Sunday, November 22, 2009

Smart XML Processing with Regexes

Recently, Jeff Atwood wrote about parsing HTML with regular expressions. I want to speak about it briefly, because I came across this issue last week. I gathered from his post that the lesson is to consider your options with an open mind, and only block a possible solution if you really understand the alternatives. Use facts and knowledge to choose your implementation details, not superstition and theoretical best practices. Best practices usually are created for a reason, but that's not to say there's never a reason to turn your head on them.

This post hit home with me because I had an XML file to parse that was over a gigabyte. From this XML file, I needed a very small handful of the data, and it was very regular XML. XML parsing is a solved problem, but most XML libraries I've used would easily choke on such a file.

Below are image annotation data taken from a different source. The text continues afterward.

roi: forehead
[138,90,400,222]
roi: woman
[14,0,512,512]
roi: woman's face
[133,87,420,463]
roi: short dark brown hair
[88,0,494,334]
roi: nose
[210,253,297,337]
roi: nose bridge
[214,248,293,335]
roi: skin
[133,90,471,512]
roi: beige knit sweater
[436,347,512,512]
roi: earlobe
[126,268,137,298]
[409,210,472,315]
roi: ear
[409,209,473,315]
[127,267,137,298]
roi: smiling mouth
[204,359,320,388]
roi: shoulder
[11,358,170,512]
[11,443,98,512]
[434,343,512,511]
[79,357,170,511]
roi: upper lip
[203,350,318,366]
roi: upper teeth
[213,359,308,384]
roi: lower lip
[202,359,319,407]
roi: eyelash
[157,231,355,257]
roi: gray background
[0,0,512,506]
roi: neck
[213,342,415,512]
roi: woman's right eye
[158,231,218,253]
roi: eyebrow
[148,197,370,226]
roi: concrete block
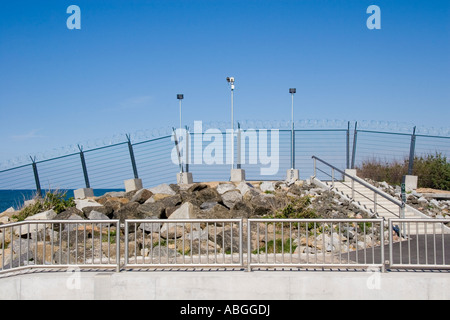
[125,179,143,192]
[286,169,300,181]
[73,188,94,199]
[403,175,418,192]
[231,169,245,182]
[344,169,356,182]
[177,172,194,184]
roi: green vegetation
[13,190,75,221]
[356,153,450,190]
[253,238,297,254]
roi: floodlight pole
[289,88,297,169]
[227,77,234,170]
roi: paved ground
[350,234,450,268]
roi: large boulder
[148,183,176,196]
[113,202,144,223]
[216,183,236,195]
[130,189,153,204]
[222,190,243,209]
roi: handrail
[312,156,405,208]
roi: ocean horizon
[0,189,125,213]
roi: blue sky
[0,0,450,162]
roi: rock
[200,201,219,210]
[236,181,253,196]
[138,194,182,219]
[216,183,236,195]
[222,190,243,209]
[113,202,144,223]
[74,199,102,211]
[53,207,85,220]
[152,245,180,259]
[259,181,275,192]
[104,191,126,198]
[88,210,109,220]
[168,202,195,219]
[139,218,162,232]
[25,209,57,220]
[148,183,176,196]
[130,189,153,204]
[160,202,198,239]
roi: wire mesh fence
[0,122,450,211]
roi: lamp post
[287,88,300,183]
[227,77,245,182]
[176,93,193,184]
[227,77,234,169]
[289,88,297,170]
[177,93,184,132]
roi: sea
[0,189,125,213]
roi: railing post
[408,127,416,175]
[30,157,42,198]
[352,122,358,169]
[78,145,91,188]
[126,134,139,179]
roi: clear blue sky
[0,0,450,162]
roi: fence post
[408,127,416,175]
[352,121,358,169]
[126,134,139,179]
[78,145,91,189]
[30,156,42,198]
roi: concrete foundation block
[177,172,194,184]
[73,188,94,199]
[125,179,143,192]
[344,169,356,182]
[286,169,300,181]
[403,175,418,192]
[230,169,245,182]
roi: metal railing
[0,219,450,273]
[124,219,243,267]
[312,156,405,217]
[389,219,450,269]
[0,220,120,273]
[247,219,384,270]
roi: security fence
[0,122,450,211]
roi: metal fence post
[352,122,358,169]
[126,134,139,179]
[78,145,91,189]
[408,127,416,175]
[30,157,42,198]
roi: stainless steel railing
[389,219,450,269]
[124,219,244,267]
[247,219,384,270]
[0,220,120,272]
[0,218,450,273]
[312,156,405,218]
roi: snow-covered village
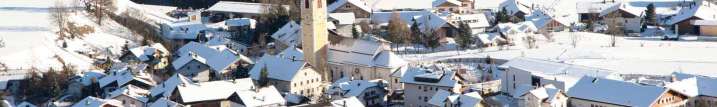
[0,0,717,107]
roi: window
[316,0,323,8]
[304,0,311,9]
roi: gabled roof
[600,3,645,17]
[98,67,154,87]
[523,84,560,102]
[401,67,459,87]
[148,97,184,107]
[177,78,256,103]
[328,0,371,12]
[11,101,37,107]
[236,86,286,107]
[667,1,717,25]
[224,18,256,29]
[72,96,122,107]
[172,42,244,71]
[498,57,620,91]
[105,85,149,103]
[694,20,717,26]
[428,89,451,106]
[473,0,508,11]
[76,70,106,86]
[432,0,461,7]
[129,43,169,61]
[567,76,668,107]
[326,78,388,97]
[328,38,406,68]
[164,22,207,39]
[331,97,364,107]
[207,1,288,14]
[329,13,356,25]
[149,74,194,97]
[500,0,530,15]
[249,47,313,81]
[271,21,302,46]
[428,89,483,107]
[665,73,717,97]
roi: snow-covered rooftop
[172,42,246,71]
[249,47,313,81]
[331,97,364,107]
[129,43,169,61]
[567,76,667,107]
[665,73,717,97]
[72,96,122,107]
[164,22,207,39]
[148,97,184,107]
[428,89,483,107]
[432,0,463,7]
[326,78,388,97]
[98,67,154,87]
[328,0,371,12]
[149,74,194,97]
[105,85,149,103]
[329,13,356,25]
[667,1,717,25]
[224,18,256,29]
[207,1,288,14]
[401,66,459,87]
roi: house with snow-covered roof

Instead of even considering attempting to process this data with a normal XML processor, I wrote a simple Ruby script to extract the information. It looped over each line, looking for key parts of the data with lines like:

if line["<expectedTag>"]
# deal with this tag
end


Then, I processed the key tags and data I was looking for with regular expressions, such as:

data = line[/<expectedTag>(.+)</expectedTag>/, 1]


The above was done within the if blocks. The key point being regexes would have been too slow alone, so I used the simple indexer method to quickly determine if the line contained something that mattered to me. Then I used the regex to pull the data that I actually wanted.

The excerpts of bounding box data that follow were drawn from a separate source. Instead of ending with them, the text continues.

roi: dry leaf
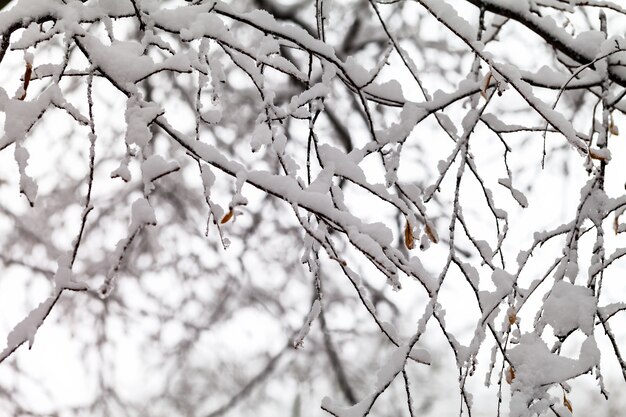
[589,148,611,161]
[20,62,33,100]
[424,223,439,243]
[480,71,492,99]
[563,393,573,413]
[220,209,235,224]
[609,115,619,136]
[404,220,415,250]
[504,366,515,384]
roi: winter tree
[0,0,626,417]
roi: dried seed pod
[404,220,415,250]
[220,209,235,224]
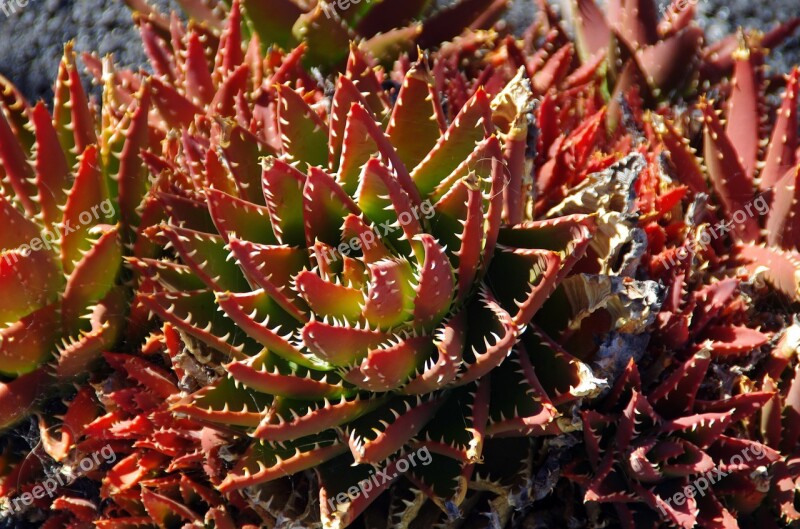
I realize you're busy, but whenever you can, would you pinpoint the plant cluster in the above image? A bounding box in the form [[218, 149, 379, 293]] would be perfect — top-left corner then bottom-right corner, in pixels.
[[0, 0, 800, 529]]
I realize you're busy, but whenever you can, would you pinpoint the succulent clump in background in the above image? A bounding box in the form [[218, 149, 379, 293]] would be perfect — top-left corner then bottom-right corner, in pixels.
[[0, 0, 800, 529]]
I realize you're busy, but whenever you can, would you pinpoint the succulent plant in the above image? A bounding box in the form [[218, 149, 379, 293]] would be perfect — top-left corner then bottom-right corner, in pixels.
[[0, 44, 159, 428], [117, 7, 620, 527], [0, 0, 800, 529], [126, 0, 508, 71]]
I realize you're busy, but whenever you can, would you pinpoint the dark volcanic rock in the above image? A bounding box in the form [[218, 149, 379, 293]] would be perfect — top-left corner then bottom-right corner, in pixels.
[[0, 0, 174, 101], [0, 0, 800, 101]]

Can you write XML to break my processing? Of course! The question is... does it matter? And that answer was no. I only need to process this data once, maybe another time sometime in the distant future, but the XML is so regular that I know it will work for all the data. On top of this, if I missed some data, it wouldn't matter in the slightest for my purposes. So, in short, proper XML processing would have severely slowed me down (ignoring all lines that don't contain a keyword is much faster), and it would have produced no real benefit.

I ended up processing all the data in little over a minute or two, and I considered it a huge success. Over a gigabyte of XML to process seemed a rather daunting task initially!

2 comments:

Noah Gibbs said...

More importantly, you knew where the gigabyte of XML came from, and you were able to do reasonable inspection on it.

A lot of Jeff Atwood's advice there comes from web sites, where you spent a lot of time and effort trying to keep attackers from being able to worm past badly-written regexp-based parsers. Fundamentally, parsing known-good data from a trusted source is a whole other world from that.

Mike Stone said...

Thanks for the comment Noah! I think you reiterated my point, or at least the point I had intended to make. That is, think about your problem and what may solve it best, not what someone says to blindly always or never do. Granted, regexes for XML/HTML processing has a completely different tone when the source of the data is known vs unknown, but that doesn't stop the fact that you should always consider your alternatives.